Checking the providers news feed revealed they’d had a server outage the previous day, confirmation something had gone awry on their end. After finding someone with the password for the dashboard, they raised a support ticket and got the server running again! Unfortunately that was only the start of the problems!

As the server had unexpectedly gone off line, the file system had a few errors and so had been mounted read only until we could run FSCK over it to correct any problems. Being a hosted server, this had to be requested from the ever helpful support team. That done, we managed approximately half an hour before the server switched the file system back to read only mode! After several attempts to stabilise things, the decision was made to request a new server image and perform an emergency migration… Not something to be taken lightly, given the server was still running Ubuntu 10.04!

With the new server freshly running 14.04 and updated, the long slow process of installing the LAMP stack commenced, followed by the reinstatement of the databases and web site pages. By Tuesday evening, everything appeared to be running. Or so it seemed! It turns out the website was relying on features disabled in the currently installed version of PHP! After trying a few code kludges to work around the matter, time was pressing on and so a downgrade looked the best option. But how to carry it out? A good old compile from source! Which always takes forever in a server environment, given they aren’t geared for development and so package after package had to be added before it was finally compiled and installed and back up and running!

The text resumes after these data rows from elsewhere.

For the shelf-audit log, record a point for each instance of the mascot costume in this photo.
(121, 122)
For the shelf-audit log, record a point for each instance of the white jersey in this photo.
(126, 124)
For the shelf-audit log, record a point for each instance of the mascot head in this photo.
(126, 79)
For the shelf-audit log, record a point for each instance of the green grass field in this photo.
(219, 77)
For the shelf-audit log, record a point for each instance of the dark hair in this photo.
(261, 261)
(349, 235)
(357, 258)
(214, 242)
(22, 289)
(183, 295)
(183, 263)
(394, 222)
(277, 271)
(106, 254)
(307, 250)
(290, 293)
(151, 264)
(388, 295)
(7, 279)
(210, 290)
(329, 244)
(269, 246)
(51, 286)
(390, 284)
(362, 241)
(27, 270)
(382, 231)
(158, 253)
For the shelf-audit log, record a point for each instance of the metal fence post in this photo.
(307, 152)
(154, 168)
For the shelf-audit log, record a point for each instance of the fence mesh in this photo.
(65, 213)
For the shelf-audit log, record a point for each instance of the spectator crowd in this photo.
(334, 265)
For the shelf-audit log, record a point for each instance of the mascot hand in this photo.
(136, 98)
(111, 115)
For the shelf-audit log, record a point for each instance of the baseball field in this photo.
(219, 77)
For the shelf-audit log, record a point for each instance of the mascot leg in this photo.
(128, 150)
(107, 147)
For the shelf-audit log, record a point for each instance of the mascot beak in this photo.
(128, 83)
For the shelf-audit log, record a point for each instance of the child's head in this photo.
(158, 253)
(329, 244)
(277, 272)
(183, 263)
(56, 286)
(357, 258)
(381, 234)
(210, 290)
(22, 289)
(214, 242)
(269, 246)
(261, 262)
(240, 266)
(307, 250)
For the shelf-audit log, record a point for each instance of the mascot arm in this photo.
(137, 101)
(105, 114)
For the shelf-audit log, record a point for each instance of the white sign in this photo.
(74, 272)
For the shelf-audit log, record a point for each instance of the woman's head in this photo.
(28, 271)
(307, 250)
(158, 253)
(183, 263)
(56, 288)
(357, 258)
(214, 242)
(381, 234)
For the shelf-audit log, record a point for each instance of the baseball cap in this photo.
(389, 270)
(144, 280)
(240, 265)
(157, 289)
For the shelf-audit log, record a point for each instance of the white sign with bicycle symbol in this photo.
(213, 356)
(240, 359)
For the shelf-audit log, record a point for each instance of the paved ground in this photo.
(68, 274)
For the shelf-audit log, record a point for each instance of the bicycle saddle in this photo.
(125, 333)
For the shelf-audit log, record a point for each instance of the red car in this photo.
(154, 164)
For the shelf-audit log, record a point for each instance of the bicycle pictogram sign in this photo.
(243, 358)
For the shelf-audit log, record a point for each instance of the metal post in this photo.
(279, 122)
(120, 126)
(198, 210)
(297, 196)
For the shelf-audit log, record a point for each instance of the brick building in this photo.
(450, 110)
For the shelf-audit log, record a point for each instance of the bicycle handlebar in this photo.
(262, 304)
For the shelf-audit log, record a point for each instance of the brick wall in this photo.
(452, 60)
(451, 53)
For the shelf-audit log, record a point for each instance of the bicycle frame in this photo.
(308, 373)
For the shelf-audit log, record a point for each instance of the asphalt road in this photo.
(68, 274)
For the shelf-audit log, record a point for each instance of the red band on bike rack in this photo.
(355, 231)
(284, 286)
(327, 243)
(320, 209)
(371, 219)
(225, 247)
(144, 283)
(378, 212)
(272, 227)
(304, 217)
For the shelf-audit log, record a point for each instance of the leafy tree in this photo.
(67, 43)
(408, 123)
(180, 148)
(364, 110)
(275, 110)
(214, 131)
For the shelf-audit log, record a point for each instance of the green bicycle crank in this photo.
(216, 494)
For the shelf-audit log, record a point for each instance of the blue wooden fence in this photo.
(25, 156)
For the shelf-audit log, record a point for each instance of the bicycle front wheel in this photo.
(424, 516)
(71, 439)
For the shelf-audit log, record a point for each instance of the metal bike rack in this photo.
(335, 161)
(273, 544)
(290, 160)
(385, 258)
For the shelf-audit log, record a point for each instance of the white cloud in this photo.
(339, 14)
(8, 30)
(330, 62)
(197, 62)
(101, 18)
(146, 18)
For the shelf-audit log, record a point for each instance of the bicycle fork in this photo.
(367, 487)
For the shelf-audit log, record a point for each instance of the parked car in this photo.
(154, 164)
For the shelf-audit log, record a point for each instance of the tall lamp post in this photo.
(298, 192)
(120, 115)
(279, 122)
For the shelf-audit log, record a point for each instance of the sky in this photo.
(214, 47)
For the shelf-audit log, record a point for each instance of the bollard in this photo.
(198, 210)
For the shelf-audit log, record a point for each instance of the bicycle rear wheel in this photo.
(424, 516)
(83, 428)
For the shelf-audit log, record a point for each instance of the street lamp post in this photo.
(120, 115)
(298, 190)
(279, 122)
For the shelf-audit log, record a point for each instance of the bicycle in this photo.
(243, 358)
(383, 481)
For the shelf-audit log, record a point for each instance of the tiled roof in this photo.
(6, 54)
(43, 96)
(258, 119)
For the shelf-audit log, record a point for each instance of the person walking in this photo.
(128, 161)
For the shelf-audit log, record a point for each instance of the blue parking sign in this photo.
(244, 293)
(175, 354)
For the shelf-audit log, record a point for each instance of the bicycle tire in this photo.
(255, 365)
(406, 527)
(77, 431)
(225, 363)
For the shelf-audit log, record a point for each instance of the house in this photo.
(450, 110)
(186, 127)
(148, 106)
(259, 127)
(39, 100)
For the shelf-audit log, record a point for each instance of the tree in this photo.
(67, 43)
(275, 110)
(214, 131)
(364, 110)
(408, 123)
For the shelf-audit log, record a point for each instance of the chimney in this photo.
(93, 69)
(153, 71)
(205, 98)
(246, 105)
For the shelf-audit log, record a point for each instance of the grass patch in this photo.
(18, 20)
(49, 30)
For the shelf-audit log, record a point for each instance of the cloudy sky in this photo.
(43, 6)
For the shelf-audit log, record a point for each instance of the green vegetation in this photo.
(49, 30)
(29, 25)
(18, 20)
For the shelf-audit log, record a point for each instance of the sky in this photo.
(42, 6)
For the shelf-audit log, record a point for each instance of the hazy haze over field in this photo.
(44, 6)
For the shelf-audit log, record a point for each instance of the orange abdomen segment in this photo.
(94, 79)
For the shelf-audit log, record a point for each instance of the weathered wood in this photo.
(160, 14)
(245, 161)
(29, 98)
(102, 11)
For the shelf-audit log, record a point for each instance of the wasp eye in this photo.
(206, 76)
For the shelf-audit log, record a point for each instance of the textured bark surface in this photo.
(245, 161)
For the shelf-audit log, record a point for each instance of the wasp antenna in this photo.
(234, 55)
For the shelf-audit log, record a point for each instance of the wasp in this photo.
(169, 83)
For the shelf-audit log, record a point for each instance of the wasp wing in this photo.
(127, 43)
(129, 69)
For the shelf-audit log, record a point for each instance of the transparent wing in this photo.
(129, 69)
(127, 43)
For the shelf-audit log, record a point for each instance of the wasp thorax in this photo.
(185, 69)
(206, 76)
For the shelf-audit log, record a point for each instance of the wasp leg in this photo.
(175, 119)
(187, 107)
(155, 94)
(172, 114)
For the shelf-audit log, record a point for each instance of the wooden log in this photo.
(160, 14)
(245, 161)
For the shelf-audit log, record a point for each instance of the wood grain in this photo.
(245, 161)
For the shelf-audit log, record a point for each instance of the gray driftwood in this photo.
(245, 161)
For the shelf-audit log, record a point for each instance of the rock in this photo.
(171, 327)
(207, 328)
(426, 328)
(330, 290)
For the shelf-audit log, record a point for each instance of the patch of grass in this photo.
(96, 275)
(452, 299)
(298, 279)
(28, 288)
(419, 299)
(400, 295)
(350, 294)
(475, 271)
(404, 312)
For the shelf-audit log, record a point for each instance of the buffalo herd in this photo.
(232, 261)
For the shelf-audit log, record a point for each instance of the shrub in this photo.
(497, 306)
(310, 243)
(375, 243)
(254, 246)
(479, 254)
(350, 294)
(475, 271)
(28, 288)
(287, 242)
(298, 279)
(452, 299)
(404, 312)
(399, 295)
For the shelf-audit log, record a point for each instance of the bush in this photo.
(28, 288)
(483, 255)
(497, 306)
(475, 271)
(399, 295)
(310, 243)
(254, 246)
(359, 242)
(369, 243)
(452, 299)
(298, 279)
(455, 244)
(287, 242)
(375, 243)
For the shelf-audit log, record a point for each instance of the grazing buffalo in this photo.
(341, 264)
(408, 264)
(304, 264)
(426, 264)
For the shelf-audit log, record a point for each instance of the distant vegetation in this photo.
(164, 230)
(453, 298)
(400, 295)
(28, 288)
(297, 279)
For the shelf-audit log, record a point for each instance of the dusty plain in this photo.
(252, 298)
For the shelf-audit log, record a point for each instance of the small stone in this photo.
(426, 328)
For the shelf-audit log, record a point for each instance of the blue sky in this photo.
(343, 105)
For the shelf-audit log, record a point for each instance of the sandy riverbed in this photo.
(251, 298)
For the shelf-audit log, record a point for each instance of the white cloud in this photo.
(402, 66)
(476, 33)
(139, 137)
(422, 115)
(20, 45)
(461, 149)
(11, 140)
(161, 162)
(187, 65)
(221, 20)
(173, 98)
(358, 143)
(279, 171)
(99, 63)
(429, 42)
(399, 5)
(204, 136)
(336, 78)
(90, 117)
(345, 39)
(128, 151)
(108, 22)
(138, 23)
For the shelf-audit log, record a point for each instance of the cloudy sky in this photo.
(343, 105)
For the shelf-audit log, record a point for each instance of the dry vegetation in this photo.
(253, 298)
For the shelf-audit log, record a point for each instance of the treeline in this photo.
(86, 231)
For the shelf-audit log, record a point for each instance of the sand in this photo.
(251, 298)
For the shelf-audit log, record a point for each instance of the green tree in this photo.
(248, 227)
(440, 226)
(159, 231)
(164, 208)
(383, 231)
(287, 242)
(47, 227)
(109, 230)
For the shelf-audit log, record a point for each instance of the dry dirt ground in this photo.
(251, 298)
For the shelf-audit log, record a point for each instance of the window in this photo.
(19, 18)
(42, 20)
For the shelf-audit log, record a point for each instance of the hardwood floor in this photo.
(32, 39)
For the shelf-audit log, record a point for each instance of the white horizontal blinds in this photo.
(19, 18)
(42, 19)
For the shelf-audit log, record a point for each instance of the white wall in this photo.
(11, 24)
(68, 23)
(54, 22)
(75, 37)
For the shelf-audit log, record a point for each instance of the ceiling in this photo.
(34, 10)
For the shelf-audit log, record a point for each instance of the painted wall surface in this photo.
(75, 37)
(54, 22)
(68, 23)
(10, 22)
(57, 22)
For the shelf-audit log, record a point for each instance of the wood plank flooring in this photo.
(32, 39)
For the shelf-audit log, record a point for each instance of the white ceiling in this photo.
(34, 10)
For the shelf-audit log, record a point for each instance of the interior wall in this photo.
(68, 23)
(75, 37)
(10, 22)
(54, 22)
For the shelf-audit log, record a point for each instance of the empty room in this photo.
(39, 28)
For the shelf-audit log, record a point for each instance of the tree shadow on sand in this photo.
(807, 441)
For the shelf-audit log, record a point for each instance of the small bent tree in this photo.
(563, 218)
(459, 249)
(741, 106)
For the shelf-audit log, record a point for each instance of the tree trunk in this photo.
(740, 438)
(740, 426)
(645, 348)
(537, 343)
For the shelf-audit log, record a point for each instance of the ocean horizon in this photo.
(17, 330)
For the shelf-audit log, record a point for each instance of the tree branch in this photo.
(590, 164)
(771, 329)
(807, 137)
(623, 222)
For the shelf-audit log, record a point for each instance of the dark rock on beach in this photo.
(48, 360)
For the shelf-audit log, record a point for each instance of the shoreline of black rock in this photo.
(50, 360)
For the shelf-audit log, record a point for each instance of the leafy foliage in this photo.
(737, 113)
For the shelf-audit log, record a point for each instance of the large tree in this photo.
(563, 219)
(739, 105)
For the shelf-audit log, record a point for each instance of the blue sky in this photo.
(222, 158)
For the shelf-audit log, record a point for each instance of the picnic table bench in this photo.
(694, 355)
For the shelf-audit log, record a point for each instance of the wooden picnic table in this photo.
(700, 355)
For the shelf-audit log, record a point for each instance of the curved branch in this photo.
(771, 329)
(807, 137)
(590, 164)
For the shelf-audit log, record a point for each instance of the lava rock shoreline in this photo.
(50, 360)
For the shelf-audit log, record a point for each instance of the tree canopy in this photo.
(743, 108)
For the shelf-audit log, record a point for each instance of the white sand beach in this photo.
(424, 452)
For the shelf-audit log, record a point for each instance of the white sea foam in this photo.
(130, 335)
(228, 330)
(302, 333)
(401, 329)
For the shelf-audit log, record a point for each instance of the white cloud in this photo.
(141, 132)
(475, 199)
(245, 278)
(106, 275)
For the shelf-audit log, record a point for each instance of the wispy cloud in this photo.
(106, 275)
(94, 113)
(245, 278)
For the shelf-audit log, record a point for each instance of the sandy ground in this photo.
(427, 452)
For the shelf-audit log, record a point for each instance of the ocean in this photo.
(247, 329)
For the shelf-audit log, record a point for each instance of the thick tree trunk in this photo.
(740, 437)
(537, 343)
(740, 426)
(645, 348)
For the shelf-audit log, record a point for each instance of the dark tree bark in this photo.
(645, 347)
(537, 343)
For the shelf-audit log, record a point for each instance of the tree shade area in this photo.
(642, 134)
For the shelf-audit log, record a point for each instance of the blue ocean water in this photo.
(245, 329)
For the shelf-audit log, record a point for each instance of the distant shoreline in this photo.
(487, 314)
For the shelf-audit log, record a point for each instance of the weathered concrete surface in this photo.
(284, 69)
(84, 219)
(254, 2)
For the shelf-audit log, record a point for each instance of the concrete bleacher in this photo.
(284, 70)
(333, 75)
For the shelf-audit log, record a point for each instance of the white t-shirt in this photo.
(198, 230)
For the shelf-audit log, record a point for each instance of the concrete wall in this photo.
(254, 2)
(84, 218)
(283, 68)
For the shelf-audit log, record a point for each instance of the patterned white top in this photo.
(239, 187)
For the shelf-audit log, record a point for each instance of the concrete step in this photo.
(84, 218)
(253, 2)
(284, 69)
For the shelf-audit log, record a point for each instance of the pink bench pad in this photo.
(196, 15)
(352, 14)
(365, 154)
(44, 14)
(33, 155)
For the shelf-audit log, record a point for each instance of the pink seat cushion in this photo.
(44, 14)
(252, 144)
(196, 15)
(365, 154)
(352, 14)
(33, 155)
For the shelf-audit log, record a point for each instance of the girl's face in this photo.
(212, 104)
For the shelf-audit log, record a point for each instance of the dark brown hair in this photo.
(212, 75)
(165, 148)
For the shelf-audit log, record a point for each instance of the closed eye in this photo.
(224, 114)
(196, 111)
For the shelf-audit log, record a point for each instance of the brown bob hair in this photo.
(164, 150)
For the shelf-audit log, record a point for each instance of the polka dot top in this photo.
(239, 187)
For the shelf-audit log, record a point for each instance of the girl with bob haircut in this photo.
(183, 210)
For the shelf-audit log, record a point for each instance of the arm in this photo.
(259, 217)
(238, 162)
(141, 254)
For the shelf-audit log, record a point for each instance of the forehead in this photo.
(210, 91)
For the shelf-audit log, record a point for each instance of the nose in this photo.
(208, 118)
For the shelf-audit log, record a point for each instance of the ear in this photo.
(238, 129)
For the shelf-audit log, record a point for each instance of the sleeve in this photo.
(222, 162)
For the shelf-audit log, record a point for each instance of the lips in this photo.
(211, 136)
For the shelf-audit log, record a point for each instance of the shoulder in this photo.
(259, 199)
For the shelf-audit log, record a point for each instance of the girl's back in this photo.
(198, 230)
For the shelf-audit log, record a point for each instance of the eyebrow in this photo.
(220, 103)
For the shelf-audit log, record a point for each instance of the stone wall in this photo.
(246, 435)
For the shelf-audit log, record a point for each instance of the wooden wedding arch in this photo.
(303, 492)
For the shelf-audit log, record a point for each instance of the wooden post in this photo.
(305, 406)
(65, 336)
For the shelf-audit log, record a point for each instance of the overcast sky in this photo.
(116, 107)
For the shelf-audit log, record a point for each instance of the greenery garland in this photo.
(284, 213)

So, by Wednesday evening, the majority of the functionality had been reinstated…  A problem reading created Excel spreadsheets was traced to bugs in a no longer supported PHP module (http://pear.php.net/bugs/bug.php?id=19284&edit=3) and usability issues relating to cookie usage across domains were rectified (rather than respond to several addresses, the site now forwards requests to one domain) and so we’re up and ready for the weekend!

So what did I learn from the week?

  • Always keep up to date backups of the /etc/ directory! Luckily I had a copy I’d made last year available, but it would have been much easier if it had been kept up to date!
  • PHP is evil…
  • And PHP code from last decade isn’t going to be happy on a fresh server.
  • Ask for passwords for the control panel of the server! I hadn’t asked as I didn’t forsee a need for it…

So here’s to the weekend, and the 10 mile run on Sunday! (http://canterbury10.co.uk/)

With thanks to:

The support staff at Hosting UK (https://hostinguk.net/)  who did all they could to ensure we were back up and running as quickly as possible.

My colleagues at AUKWEB (http://www.aukweb.net/) all volunteers who set up the old server, coded the site and assisted where they could in the migration.

Here’s to another decade of uptime!